Addison placed three glasses on his desk, splashed Scotch into the glasses with a shaking hand, dropped in ice cubes and cold soda.
He said, “This light gets my nanny goat. It’s daylight enough outside so this illumination seems yellow and sickly and …”
He walked over to the window, flung back the heavy drapes, then moved over and switched out the lights.
The sun had not yet risen, but there was enough light to show objects quite distinctly in the room.
Addison raised his glass; “Here’s luck,” he said, and then added, “we’re going to need it.”
He drained a good half of the glass.
“What happened?” Mason asked.
Addison dropped into a big swivel chair, took a cigar from a humidor on the desk, clipped off the end, lit a match and held the tip of the cigar against the flame, rotating it slowly, to get a good even light. He shook out the match, dropped it into an ashtray and said, “Edgar Ferrell was killed with my gun.”
“Your gun!” Lorraine exclaimed.
Addison nodded moodily.
“How come?” Mason asked, his eyes coldly cynical.
Addison kept his eyes on the tip of his cigar, consciously avoiding those of his partner’s widow and his lawyer.
Mason waited patiently for Addison to answer the question.
Lorraine inhaled sharply, leaned forward as though about to say something, then caught Mason’s eyes, settled back in the chair and waited.
Addison took a few puffs at his cigar, gulped down another big swallow of Scotch and soda.

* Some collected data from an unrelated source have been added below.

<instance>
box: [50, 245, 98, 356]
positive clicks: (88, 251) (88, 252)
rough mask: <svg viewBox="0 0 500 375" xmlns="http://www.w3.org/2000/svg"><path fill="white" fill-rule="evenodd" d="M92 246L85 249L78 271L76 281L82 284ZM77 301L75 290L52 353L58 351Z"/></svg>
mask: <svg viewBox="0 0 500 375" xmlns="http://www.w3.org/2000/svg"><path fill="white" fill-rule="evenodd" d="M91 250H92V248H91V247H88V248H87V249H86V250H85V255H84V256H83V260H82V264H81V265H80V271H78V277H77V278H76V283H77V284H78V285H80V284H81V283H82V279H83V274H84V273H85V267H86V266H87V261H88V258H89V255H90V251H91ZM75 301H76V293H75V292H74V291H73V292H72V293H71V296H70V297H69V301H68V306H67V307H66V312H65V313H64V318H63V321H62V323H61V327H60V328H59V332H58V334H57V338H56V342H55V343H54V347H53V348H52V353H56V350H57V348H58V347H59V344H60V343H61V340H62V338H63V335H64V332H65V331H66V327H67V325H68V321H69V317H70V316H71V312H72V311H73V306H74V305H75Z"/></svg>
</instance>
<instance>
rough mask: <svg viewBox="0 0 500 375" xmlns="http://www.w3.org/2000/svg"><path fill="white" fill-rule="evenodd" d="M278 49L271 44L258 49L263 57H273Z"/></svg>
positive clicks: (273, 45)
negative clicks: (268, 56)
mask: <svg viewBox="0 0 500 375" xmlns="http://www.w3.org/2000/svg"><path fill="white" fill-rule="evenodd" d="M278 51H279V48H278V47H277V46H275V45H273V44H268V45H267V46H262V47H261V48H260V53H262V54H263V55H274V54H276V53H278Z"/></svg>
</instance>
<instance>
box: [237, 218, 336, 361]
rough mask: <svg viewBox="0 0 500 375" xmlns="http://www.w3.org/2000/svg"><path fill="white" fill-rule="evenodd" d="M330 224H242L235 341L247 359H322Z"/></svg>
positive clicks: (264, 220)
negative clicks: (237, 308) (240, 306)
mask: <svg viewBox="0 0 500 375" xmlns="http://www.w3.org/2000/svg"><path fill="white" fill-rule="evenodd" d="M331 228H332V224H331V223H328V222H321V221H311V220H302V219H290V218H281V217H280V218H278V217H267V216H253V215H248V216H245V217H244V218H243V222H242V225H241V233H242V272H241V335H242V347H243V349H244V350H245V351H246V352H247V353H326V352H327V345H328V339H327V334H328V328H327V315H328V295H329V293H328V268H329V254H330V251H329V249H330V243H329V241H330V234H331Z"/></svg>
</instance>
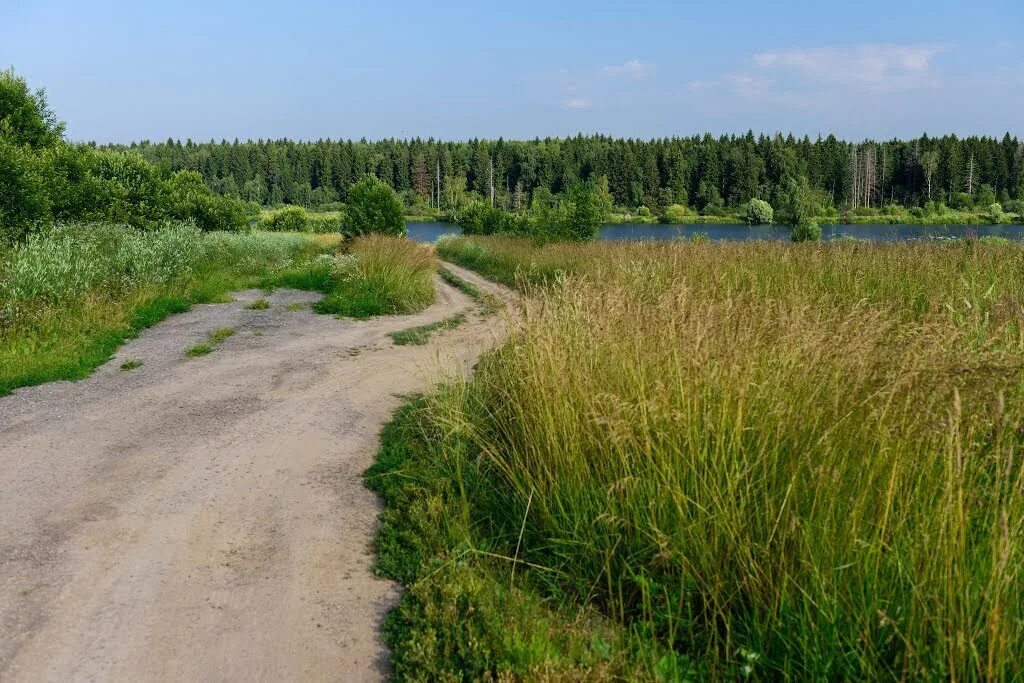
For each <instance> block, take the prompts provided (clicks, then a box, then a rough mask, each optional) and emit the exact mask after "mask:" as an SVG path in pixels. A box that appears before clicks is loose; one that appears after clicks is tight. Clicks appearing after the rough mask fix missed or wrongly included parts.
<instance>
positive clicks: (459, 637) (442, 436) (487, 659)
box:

“It is,” he said defensively, “one of those little things that you just never think of in the ordinary course of a day’s work.”
He waited, and no one said anything.
“But,” Addison went on, “they become damned important when a murder case crops up.”

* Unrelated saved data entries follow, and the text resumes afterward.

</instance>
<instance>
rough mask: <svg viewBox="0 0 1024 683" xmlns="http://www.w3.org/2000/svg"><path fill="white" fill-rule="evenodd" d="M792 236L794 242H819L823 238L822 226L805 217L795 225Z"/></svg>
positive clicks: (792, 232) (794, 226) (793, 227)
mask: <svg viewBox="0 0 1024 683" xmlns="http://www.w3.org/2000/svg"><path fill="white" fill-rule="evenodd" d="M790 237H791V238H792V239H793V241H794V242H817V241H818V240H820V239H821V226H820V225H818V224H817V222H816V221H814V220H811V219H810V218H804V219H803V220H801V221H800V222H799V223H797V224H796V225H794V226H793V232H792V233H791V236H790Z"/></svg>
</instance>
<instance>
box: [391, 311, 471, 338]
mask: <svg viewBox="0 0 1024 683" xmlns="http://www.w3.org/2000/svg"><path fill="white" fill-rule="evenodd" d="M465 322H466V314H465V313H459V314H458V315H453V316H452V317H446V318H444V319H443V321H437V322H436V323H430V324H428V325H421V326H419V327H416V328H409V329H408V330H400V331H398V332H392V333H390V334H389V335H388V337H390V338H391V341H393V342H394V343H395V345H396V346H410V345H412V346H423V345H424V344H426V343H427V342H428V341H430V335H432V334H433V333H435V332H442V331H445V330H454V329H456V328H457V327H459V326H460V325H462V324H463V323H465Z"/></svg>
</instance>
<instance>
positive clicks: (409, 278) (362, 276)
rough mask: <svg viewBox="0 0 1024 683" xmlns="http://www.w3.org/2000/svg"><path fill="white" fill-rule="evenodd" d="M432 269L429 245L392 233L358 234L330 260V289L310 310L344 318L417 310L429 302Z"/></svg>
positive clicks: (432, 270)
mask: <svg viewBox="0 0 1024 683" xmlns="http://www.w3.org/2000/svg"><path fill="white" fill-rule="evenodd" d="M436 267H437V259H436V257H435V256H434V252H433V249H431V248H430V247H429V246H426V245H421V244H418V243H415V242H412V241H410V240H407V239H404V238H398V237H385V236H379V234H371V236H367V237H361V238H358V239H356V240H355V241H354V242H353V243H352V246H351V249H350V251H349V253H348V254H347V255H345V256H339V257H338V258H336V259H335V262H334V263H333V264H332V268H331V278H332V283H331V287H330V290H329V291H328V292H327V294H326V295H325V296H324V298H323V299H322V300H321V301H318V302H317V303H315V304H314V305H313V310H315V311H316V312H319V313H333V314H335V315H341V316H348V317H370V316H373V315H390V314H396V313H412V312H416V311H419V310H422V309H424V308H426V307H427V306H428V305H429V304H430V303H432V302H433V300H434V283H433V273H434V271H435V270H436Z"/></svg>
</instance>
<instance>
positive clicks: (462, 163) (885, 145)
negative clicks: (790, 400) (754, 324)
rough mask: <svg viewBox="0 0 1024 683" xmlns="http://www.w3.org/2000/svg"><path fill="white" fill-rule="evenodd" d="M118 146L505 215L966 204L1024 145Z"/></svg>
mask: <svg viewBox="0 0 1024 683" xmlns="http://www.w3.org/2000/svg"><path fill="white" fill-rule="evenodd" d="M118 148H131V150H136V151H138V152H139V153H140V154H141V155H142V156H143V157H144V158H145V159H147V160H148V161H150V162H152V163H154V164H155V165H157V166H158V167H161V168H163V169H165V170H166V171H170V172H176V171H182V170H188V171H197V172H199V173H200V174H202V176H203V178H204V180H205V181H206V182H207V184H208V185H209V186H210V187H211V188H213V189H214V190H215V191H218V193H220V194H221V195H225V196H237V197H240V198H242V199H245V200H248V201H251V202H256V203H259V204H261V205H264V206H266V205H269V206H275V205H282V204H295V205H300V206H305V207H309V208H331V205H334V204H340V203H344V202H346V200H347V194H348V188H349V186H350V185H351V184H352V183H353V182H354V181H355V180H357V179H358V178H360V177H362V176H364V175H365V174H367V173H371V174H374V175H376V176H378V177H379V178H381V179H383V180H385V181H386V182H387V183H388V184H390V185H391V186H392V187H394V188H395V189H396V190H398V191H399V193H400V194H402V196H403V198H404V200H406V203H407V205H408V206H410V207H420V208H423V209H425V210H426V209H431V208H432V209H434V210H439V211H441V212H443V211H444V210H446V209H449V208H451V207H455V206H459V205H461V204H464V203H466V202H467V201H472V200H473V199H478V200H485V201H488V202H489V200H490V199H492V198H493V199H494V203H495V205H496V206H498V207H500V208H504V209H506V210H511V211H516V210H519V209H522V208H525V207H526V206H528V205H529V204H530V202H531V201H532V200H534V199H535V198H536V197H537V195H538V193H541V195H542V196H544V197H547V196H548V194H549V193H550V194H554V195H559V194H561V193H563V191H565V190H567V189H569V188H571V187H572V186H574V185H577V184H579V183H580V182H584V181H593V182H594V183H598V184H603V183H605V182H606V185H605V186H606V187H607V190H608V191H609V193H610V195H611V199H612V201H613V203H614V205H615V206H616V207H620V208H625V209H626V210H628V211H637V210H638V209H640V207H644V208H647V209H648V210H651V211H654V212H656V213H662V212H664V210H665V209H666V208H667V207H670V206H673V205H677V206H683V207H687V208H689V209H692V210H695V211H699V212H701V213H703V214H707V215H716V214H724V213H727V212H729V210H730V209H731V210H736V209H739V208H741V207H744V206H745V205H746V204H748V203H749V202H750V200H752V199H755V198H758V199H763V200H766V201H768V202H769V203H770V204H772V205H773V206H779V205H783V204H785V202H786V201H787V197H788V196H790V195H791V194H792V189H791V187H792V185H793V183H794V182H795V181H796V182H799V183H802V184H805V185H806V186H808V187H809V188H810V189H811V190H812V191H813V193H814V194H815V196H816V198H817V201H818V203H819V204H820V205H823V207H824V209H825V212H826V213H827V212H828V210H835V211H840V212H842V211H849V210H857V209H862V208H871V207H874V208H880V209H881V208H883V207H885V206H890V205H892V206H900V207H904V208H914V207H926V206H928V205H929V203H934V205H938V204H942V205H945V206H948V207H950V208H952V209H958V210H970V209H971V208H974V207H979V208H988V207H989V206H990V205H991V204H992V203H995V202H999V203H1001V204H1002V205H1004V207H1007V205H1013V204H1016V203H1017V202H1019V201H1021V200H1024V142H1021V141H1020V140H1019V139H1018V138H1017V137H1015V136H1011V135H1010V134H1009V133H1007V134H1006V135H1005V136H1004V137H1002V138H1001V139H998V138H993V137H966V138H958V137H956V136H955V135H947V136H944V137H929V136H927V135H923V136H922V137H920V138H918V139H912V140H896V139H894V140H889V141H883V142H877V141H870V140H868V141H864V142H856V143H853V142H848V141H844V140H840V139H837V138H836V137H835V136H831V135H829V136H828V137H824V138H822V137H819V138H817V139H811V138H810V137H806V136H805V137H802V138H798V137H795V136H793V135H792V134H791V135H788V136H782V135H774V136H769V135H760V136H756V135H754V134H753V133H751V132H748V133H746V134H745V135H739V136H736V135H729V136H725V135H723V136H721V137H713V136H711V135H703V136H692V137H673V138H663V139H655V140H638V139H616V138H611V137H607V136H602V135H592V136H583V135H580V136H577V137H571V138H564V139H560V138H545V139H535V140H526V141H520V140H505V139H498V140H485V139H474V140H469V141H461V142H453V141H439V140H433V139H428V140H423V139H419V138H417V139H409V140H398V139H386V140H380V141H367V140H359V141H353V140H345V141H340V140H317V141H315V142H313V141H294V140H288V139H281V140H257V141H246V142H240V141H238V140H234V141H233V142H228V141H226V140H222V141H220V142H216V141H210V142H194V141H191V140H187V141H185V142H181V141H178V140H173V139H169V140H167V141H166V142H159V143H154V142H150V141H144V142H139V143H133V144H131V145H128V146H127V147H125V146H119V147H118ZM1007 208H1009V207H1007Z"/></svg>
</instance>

Again there was a period of silence.
“Now then,” he said, looking at Mason for the first time since he had started his explanation, “you deal in murder cases, just the same as I deal in merchandise. I suppose that you will claim I should have told you this when I first talked to you. To your mind, it’ll seem damn important. That’s because you are trained to think in terms of murder cases. That’s your business. To my mind it was simply a minor matter that had no importance whatever.”
“You’d better get it off your chest,” Mason said, “and quit stalling around.”
“When Edgar wanted to go on this fishing trip, he wanted a revolver. He borrowed mine.”